The ambition, quality, and (small) community of ICLR combine to make this my new favorite conference. Recent successes in speech and vision, along with a wave of capital from billionaire founder-emperors and venture capitalists, have created with a sense of optimism and desire to attack Artificial Intelligence. The enthusiasm is contagious. (On a procedural note, the use of Arxiv in the review process made it easy to dialogue with the reviewers: everyone should do this, double blind is a myth nowadays anyway.)
The organizers were insightful in choosing the conference name. Although referred to as “the deep learning conference”, the conference is about learning representations. In the early days of AI (i.e., the 1960s), representations were identified as critical, but at that time representations were hand-constructed. Not only was this (prohibitively) laborious, but solutions were highly specialized to particular problems.

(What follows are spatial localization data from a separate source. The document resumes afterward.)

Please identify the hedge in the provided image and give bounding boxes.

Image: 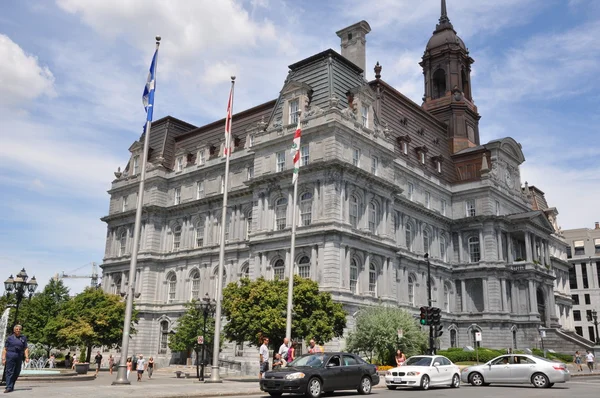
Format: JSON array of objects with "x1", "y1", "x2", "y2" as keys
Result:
[{"x1": 439, "y1": 347, "x2": 573, "y2": 364}]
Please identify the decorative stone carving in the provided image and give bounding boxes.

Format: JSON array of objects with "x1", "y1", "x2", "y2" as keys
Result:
[
  {"x1": 272, "y1": 117, "x2": 283, "y2": 129},
  {"x1": 257, "y1": 116, "x2": 267, "y2": 131},
  {"x1": 452, "y1": 85, "x2": 463, "y2": 101},
  {"x1": 329, "y1": 95, "x2": 339, "y2": 109},
  {"x1": 305, "y1": 105, "x2": 324, "y2": 118}
]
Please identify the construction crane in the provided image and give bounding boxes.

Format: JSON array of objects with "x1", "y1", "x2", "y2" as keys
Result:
[{"x1": 54, "y1": 262, "x2": 99, "y2": 288}]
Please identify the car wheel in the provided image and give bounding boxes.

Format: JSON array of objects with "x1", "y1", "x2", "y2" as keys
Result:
[
  {"x1": 450, "y1": 374, "x2": 460, "y2": 388},
  {"x1": 469, "y1": 372, "x2": 484, "y2": 386},
  {"x1": 531, "y1": 373, "x2": 549, "y2": 388},
  {"x1": 420, "y1": 375, "x2": 430, "y2": 390},
  {"x1": 358, "y1": 376, "x2": 372, "y2": 394},
  {"x1": 387, "y1": 386, "x2": 397, "y2": 390},
  {"x1": 306, "y1": 377, "x2": 322, "y2": 398},
  {"x1": 268, "y1": 393, "x2": 283, "y2": 397}
]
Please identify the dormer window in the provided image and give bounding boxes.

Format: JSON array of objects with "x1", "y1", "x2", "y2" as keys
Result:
[
  {"x1": 174, "y1": 187, "x2": 181, "y2": 205},
  {"x1": 176, "y1": 156, "x2": 184, "y2": 172},
  {"x1": 132, "y1": 155, "x2": 140, "y2": 175},
  {"x1": 432, "y1": 155, "x2": 443, "y2": 174},
  {"x1": 419, "y1": 152, "x2": 425, "y2": 164},
  {"x1": 289, "y1": 99, "x2": 299, "y2": 125},
  {"x1": 397, "y1": 135, "x2": 411, "y2": 156},
  {"x1": 402, "y1": 142, "x2": 408, "y2": 155},
  {"x1": 415, "y1": 146, "x2": 428, "y2": 165},
  {"x1": 361, "y1": 104, "x2": 369, "y2": 128},
  {"x1": 197, "y1": 149, "x2": 206, "y2": 165},
  {"x1": 248, "y1": 134, "x2": 255, "y2": 148},
  {"x1": 122, "y1": 195, "x2": 128, "y2": 212}
]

The key idea motivating this conference is to use data and learning algorithms to help us design representations, hopefully making the resulting representations both easier to develop and more broadly applicable. Today, deep learning (i.e., layered nonlinearities trained with non-convex optimization techniques) is the leading technology for doing this, but should something better arise this conference is (near-term) future-proofed.
The selection of accepted papers and invited talks was extremely sensible given the above context: deep learning papers were definitely in the majority, but there were also interesting papers leveraging eigensystems, spectral methods, and dictionary learning. The invited talks were diverse and entertaining: Percy Liang's talk on learning latent logical forms for semantic parsing was an excellent example, as his work clearly involves learning representations, yet he jokingly professed unfamiliarity with deep learning during his talk.
There were many good papers, so check out the entire schedule, but these caught my eye.
Neural Machine Translation by Jointly Learning to Align and Translate The result in this paper is interesting, but the paper also excels as an example of the learned representation design process. Deep learning is not merely the application of highly flexible model classes to large amounts of data: if it were that simple, the Gaussian kernel would have solved AI. Instead, deep learning is like the rest of machine learning: navigating the delicate balance between model complexity and data resources, subject to computational constraints. In particular, more data and a faster GPU would not create these kinds of improvements in the standard neural encoder/decoder architecture because of the mismatch between the latent vector representation and the sequence-to-sequence mapping being approximated. A much better approach is to judiciously increase model complexity in a manner that better matches the target. Furthermore, the “art” is not in knowing that alignments are important per se (the inspiration is clearly from existing SMT systems), but in figuring out how to incorporate alignment-like operations into the architecture without destroying the ability to optimize (using SGD). Kudos to the authors.
Note that while a representation is being learned from data, clearly the human designers have gifted the system with a strong prior via the specification of the architecture (as with deep convolutional networks). We should anticipate this will continue to be the case for the near future, as we will always be data impoverished relative to the complexity of the hypothesis classes we'd like to consider. Anybody who says to you “I'm using deep learning because I want to learn from the raw data without making any assumptions” doesn't get it. If they also use the phrase “universal approximator”, exit the conversation and run away as fast as possible, because nothing is more dangerous than an incorrect intuition expressed with high precision (c.f., Minsky).
NICE: Non-linear Independent Components Estimation The authors define a flexible nonlinearity which is volume preserving and invertible, resulting in a generative model for which inference (and training), sampling, and inpainting are straightforward. It's one of these tricks that's so cool, you want to find a use for it.
Qualitatively characterizing neural network optimization problems The effectiveness of SGD is somewhat mysterious, and the authors dig into the optimization landscapes encountered by actual neural networks to gain intuition. The talk and poster had additional cool visualizations which are not in the paper.
Structured prediction There were several papers exploring how to advance deep neural networks beyond classification into structured prediction. Combining neural networks with CRFs is a popular choice, and Chen et. al. had a nice poster along these lines with good results on Pascal VOC 2012. Jaderberg et. al. utilized a similar strategy to tackle the (variadic and extensible output) problem of recognizing words in natural images.
Extreme classification There were several papers proposing methods to speed up learning classification models where the number of output is very large. Vijayanarasimhan et. al. attempt to parsimoniously approximate dot products using hashing, whereas Vincent provides an exact expression for (the gradient of) certain loss functions which avoids computing the outputs explicitly. I'll be digging into these papers in the next few weeks to understand them better. (Also, in theory, you can use our label embedding technique to avoid the output layer entirely when training extreme deep classifiers on the GPU, but I haven't implemented it yet so YMMV.)